RICE - Make your favorite steamed rice recipe.
SWEET POTATO FRIES - 25 minutes in pre-heated oven
Toss potato sticks with olive oil, a dash of kosher salt. Throw into hot oven, when fries are cooked through add dashes each of cinnamon, cloves to taste and some raw brown sugar if you want. Add them back into oven until spices are warmed and fragrant; do not let burn.

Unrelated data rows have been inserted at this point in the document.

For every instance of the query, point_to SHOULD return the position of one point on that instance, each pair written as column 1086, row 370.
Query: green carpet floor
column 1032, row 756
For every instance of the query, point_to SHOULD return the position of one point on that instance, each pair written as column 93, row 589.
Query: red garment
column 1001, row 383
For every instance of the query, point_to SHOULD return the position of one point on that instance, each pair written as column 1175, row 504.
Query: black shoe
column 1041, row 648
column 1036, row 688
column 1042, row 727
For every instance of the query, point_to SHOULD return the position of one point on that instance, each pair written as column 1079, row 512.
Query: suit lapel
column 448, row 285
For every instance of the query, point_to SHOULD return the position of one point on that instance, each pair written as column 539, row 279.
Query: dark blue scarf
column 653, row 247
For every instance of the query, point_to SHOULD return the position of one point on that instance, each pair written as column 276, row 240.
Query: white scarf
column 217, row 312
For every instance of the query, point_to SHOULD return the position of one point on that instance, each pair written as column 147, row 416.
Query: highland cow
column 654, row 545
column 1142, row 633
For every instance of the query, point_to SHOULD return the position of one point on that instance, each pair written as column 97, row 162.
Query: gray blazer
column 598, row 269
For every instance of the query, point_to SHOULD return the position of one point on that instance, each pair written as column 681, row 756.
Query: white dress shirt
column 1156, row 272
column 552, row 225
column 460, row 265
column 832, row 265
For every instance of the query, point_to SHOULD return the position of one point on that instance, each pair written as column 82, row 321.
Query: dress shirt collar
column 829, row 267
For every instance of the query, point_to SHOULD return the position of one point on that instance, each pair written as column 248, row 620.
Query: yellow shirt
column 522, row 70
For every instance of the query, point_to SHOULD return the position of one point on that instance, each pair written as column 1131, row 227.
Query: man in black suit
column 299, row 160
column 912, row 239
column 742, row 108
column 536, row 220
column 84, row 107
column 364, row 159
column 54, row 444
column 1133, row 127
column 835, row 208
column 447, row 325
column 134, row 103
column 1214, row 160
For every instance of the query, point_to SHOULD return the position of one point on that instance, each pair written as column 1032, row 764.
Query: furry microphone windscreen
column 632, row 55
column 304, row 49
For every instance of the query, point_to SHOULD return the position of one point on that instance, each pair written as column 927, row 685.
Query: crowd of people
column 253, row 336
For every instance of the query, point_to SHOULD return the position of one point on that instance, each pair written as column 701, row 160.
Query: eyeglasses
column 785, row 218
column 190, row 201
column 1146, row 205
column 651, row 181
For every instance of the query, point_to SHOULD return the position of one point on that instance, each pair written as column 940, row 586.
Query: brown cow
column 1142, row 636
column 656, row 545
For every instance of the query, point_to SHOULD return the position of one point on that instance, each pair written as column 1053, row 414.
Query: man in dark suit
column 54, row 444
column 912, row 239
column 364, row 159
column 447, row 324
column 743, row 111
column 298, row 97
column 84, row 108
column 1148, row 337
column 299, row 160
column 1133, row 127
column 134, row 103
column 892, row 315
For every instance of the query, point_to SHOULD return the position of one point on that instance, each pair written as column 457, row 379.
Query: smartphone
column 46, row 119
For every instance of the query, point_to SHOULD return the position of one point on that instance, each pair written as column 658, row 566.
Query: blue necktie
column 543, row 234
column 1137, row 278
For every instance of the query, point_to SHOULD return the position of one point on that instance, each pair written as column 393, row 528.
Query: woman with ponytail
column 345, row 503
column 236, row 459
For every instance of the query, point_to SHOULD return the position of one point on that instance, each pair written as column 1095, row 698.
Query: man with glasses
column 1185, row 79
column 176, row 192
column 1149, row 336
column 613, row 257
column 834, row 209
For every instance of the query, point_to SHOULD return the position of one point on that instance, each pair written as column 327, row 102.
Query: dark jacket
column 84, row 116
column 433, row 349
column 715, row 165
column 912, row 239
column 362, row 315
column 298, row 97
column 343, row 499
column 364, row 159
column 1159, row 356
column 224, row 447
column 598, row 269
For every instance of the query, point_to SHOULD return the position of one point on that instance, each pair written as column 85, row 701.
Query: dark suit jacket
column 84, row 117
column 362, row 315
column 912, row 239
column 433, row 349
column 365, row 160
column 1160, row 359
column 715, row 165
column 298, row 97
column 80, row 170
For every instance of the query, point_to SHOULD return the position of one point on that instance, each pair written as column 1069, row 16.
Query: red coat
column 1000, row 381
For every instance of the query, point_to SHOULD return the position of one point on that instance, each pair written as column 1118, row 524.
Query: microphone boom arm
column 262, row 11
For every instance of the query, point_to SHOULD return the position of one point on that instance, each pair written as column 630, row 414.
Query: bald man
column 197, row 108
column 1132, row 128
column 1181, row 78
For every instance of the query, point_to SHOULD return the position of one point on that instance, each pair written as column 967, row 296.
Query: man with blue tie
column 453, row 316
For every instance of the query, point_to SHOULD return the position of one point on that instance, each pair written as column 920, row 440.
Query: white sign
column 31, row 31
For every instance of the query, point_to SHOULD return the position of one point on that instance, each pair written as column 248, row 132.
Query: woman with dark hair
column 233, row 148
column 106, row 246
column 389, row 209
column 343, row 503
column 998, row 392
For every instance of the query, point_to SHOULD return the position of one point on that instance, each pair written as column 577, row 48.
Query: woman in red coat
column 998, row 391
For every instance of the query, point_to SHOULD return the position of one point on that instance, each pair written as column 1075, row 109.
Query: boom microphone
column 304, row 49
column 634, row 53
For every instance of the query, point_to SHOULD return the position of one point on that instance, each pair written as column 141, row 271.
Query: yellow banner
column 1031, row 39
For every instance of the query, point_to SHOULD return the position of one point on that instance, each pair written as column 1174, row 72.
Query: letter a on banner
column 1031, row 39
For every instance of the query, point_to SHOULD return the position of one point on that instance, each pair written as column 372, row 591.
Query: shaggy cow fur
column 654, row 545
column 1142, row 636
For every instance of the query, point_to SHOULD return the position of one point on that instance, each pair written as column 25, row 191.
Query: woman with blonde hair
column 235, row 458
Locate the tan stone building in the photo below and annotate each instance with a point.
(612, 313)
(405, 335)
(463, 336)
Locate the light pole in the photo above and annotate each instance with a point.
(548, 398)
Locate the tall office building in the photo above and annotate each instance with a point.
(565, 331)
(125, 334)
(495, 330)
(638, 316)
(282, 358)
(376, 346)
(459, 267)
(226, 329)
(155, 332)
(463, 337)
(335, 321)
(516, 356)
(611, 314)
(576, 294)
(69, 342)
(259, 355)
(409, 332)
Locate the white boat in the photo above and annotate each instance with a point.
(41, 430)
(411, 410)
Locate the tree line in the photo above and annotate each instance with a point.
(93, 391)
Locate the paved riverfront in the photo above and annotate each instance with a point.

COUNTRY APPLE SAUCE -- 25 minutes on stovetop
Apples, liquid (about 2 inches) and cinnamon go into a pan. Cook on low to moderate heat until apples soften, cinnamon mellows and liquid is absorbed. For liquid, I use water and cinnamon only and honestly it’s pretty perfect that way but here’s where you can play. You could add OJ, cola, black cherry soda, nutmeg or cloves. Once cooked, transfer to serving dish and set aside. Can be served hot with pouring cream (English style) or ice cream, so decadent. If lactose intolerant or casein allergic, soy dream, rice dream or coconut based ice creams would be delicious as well. I’ll be using this as a side dish, served warm, sans cream.
Warm olive oil in pan, add stems and cook on medium heat until softened and bright. Add raisins to stems and stir 1-2 minutes, then add garlic last for a quick warming through (you never want to overcook garlic). Add leaves last and sauté all for a few minutes more,1-2 minutes only. The leaves are delicate, the raisins can burn so don’t walk away. They should be bright. Adjust for seasonings.
SPICY CHICKPEAS -- 5 minutes on stovetop
Warm olive oil. Add dried spices to olive oil for 30 seconds to release flavors. I use paprika, cumin, garlic powder and red pepper flakes to taste. Once warmed, added chickpeas until cooked through.
Assemble plate: rice, chickpeas, sweet potatoes fries, chard and apple sauce in a pleasant way on your plate. Invite the photographer to sit and join you after he takes the last shot.